Guillaume Faye contends that for Europe to escape the sterile grip of Western progressivism and reclaim its future, it must revive its sacred traditions and embrace the tragic spirit, rejecting the soulless march towards a homogenised globalism dictated by contemporary futurology.
This is the thirteenth part of Guillaume Faye’s essay ‘The New Ideological Challenges’, published in 1988. Also read parts one, two, three, four, five, six, seven, eight, nine, ten, eleven, and twelve.
Under this condition, the European future will persist and gain meaning: only conservatives can preserve history and prepare a destiny — thus, only they are truly ‘futurists’. Heraclitus meant nothing else in his famous river metaphor: to be able to bathe in different waters each time (i.e. to follow the course of destiny and remain within history), it is necessary for the river (i.e. history as memory) to exist. Utopia, as a ‘longing’ for a destiny and a future that depends solely on our will and imagination, is therefore sterile and deadly unless it is tied to a myth. The liberal and Marxist utopia, which aims to unify the earth according to the model of egalitarianism and materialism, does not rest on a historical myth but on an illusion, the delusion of a ‘state of nature’ of the social contract. Such an illusion has nothing to do with the historical past, as the state of nature is a modern invention improperly projected onto a prehistoric past, and the reference point of these progressive utopias is non-history.
A utopia can, however, prove fundamental once it relies on a myth, i.e. on something real, because the myth is a narrative that grows into history and is meant to ensure the continuation of history. In this sense, the utopia of a contemporary conservative revolution can, for example, rely on the European imperial myth (the Roman Empire, the Holy Roman Empire of the German Nation, etc.), which represents a much more real force than all the futurological projections of progressive utopias.
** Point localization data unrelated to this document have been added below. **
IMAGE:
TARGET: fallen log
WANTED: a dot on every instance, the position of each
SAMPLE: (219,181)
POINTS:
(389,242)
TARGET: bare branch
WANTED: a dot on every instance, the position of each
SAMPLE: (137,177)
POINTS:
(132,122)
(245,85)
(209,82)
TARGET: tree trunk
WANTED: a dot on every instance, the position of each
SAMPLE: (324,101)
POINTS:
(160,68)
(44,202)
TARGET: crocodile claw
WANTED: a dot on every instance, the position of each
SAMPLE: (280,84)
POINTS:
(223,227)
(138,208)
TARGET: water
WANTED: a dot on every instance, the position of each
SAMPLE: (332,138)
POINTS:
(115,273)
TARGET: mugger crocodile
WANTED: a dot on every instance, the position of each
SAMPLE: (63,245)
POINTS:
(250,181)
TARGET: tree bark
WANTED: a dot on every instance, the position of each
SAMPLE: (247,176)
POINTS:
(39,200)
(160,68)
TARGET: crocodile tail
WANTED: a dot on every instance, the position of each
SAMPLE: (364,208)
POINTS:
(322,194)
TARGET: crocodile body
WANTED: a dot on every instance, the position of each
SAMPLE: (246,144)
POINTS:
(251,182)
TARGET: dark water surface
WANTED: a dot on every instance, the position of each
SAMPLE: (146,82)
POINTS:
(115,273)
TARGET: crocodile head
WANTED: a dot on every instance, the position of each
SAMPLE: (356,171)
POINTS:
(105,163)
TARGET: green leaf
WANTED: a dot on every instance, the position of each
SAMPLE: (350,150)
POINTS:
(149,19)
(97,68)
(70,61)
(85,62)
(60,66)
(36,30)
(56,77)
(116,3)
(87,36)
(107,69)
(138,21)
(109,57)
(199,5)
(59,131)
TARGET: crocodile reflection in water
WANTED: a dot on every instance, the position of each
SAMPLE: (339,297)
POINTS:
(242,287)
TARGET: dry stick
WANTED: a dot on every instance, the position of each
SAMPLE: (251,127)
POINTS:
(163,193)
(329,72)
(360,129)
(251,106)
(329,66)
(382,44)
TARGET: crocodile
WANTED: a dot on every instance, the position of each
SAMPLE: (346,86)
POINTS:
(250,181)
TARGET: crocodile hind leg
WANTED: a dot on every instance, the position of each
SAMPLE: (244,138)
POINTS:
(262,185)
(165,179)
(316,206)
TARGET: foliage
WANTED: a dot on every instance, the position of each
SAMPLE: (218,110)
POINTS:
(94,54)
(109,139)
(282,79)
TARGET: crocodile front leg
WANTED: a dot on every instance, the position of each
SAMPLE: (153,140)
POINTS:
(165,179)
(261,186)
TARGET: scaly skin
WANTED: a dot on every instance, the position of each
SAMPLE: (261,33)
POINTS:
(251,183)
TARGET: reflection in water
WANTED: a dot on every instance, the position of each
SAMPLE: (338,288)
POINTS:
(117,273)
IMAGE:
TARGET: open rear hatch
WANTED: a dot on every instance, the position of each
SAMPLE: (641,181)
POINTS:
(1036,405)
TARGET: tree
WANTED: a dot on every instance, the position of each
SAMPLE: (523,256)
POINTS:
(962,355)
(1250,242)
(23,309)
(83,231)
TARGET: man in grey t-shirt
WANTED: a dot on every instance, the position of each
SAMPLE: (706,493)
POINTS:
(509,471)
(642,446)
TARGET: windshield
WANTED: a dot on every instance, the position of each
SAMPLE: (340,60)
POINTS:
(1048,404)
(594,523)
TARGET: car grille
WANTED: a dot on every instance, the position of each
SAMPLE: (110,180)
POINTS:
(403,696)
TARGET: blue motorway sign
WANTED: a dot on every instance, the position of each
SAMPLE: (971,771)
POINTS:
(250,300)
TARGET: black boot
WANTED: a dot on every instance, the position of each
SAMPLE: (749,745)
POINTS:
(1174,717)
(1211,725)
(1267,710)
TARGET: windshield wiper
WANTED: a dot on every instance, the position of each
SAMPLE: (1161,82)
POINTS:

The ideologies of today’s West stand out for their inability to establish a future and shape destiny. Without foundational and mobilising myths (under the pretext of ‘realism’...), built on the sand of simplistic ‘drafts’ of the universalist-egalitarian doctrine and not on the solid ground of history and tradition, they have little chance of realisation and thus leave events to the blind will of the technomorphic world system. These ideologies appear unrealistic in their brash rationalism. They overlook the resurgence of the religious and the political, i.e. the myth, as we observed in the events that shook the Arab-Muslim world. We should no longer take seriously all these discourses marked by false wisdom, which want and predict a communist society as much as an Americanised, standardised world market: all these cold prophecies about the imminent emergence of a global model of ‘global communication’, a ‘post-industrial society’, which aims to extend the current state of California to the entire planet.